Quando nel 1914 l’Impero Russo venne coinvolto nelle ostilità con la Germania guglielmina e l’Austria-Ungheria, Vladimir Il’ič Ul’janov, detto Lenin, definì l’evento come “il più grande regalo che Nicola II potesse farci”, sottintendendo che, in questo modo, la Russia sarebbe scivolata in una situazione di crisi irreversibile che avrebbe favorito il trionfo della rivoluzione comunista. Così fu.
Secondo Lenin, l’attacco allo “status quo” doveva infatti essere scientifico, sostenuto da condizioni favorevoli e seguire un percorso preciso ed obiettivi precisi.
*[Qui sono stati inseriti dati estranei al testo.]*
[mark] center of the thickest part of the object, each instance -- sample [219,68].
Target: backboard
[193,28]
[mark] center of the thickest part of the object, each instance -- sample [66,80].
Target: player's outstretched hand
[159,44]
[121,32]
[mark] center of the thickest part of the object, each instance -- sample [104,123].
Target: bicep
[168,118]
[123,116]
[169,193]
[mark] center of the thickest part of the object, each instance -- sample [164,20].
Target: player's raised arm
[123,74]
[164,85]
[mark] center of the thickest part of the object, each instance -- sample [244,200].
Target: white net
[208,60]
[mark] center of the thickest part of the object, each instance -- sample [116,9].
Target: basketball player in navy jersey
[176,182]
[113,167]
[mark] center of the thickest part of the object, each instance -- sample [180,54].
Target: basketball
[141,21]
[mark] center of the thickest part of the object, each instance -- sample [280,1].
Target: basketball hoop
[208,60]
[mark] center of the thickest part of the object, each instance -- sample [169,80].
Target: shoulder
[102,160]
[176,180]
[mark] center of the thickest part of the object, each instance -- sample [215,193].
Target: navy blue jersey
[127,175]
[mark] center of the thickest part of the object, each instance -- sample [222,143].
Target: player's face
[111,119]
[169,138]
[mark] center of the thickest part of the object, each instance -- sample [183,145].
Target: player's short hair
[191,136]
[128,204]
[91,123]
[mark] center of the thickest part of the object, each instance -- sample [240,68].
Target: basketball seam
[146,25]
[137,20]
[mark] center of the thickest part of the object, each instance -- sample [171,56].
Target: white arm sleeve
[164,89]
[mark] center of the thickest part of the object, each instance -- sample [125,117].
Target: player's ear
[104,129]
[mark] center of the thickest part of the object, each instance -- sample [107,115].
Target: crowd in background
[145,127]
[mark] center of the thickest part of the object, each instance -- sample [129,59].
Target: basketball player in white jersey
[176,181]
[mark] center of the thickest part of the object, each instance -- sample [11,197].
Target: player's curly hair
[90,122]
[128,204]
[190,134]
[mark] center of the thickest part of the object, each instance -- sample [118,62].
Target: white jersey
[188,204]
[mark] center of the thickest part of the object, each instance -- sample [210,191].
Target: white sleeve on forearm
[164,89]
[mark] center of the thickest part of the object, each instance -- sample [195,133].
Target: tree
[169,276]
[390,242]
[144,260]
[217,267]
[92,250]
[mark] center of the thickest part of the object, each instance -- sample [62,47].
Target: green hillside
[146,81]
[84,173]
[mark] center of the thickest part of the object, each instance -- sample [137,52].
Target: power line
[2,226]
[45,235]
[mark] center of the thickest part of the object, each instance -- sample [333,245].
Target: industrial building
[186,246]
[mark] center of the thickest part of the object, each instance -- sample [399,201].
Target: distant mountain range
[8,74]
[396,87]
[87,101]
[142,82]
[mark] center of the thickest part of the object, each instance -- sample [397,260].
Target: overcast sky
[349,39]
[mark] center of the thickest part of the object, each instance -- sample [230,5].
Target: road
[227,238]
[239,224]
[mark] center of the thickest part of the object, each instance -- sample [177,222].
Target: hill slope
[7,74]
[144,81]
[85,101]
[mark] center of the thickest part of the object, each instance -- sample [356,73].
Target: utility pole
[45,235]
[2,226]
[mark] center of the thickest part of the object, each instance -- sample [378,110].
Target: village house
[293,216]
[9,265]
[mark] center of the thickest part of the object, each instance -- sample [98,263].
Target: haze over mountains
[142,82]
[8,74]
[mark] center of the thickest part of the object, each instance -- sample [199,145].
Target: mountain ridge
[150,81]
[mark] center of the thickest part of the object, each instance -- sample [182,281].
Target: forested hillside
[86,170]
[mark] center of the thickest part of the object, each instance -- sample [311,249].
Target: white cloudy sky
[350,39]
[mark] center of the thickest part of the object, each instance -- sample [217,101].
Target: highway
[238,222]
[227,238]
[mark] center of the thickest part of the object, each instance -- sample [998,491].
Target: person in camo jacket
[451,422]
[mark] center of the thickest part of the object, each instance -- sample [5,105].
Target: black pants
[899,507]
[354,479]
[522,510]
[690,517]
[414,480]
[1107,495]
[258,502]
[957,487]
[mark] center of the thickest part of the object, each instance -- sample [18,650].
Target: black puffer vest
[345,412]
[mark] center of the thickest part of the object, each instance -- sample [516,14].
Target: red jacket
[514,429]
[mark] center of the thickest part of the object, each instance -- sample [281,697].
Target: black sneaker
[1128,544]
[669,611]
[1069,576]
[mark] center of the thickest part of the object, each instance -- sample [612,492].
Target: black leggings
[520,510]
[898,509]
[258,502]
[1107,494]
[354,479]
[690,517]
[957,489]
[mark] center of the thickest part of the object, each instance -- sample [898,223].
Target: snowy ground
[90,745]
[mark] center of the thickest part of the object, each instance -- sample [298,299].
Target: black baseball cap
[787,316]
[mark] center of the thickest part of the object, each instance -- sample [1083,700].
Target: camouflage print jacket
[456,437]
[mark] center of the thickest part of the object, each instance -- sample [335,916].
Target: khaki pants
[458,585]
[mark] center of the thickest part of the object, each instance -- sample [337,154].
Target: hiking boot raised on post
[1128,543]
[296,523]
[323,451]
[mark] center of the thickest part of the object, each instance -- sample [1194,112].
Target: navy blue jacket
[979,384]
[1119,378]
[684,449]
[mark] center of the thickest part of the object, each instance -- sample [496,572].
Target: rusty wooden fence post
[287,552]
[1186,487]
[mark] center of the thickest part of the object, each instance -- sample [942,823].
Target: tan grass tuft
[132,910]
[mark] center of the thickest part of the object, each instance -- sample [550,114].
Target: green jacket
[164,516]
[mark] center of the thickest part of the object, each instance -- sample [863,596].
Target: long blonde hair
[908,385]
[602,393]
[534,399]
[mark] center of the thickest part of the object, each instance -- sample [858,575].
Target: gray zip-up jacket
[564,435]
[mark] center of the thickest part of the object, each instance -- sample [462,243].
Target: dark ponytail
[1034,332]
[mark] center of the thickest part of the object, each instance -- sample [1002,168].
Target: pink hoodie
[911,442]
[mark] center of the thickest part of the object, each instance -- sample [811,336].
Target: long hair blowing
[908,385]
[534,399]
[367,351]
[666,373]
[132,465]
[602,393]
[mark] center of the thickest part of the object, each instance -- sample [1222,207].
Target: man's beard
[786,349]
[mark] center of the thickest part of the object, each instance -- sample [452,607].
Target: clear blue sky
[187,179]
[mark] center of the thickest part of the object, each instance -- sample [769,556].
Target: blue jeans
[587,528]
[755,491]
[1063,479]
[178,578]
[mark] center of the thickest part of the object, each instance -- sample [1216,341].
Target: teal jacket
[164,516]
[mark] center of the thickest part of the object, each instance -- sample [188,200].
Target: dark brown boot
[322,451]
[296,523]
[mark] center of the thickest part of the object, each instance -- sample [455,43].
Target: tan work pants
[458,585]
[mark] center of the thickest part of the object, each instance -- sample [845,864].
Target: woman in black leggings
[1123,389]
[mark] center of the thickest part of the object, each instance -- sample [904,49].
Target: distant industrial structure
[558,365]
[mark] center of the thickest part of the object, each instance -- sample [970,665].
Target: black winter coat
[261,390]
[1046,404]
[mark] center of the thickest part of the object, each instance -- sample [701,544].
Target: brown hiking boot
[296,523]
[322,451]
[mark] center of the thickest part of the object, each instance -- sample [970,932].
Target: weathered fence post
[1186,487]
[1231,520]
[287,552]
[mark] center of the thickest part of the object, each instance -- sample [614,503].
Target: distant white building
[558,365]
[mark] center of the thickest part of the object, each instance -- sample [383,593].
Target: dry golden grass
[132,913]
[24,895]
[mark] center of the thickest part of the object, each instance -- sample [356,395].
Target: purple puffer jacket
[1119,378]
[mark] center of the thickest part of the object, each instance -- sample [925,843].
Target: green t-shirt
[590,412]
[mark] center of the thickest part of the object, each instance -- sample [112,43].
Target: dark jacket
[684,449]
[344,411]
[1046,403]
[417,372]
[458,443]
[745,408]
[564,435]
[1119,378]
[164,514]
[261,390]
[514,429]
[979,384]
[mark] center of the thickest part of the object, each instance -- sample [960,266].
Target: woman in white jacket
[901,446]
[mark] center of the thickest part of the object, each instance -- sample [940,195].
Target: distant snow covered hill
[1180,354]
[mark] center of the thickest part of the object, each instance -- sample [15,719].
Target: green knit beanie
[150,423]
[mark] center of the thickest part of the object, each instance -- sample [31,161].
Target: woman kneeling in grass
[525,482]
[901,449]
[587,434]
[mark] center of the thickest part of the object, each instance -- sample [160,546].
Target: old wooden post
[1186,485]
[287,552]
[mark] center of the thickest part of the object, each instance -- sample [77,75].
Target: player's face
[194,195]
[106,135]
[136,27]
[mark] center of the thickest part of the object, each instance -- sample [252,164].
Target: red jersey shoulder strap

Colpire vetrine, automobili ed esercizi commerciali, danneggiando persone comuni (lavoratori, pensionati, studenti, ecc) non è soltanto ributtante da un punto di vista etico ma è anche un catastrofico errore sotto il profilo strategico. Questo perché l’azione ”rivoluzionaria” si rivolgerà contro obiettivi (in realtà non-obiettivi) sbagliati e perché la comune indignazione suscitata da simili atti andrà ad avvantaggiare proprio gli Attori che si vogliono contestare e combattere.
Chi, all’interno della sinistra massimalista, si rende complice di tali scorrerie o le giustifica, dimostrerà così di non conoscere proprio le basi dell’ideologia in nome della quale dice di combattere.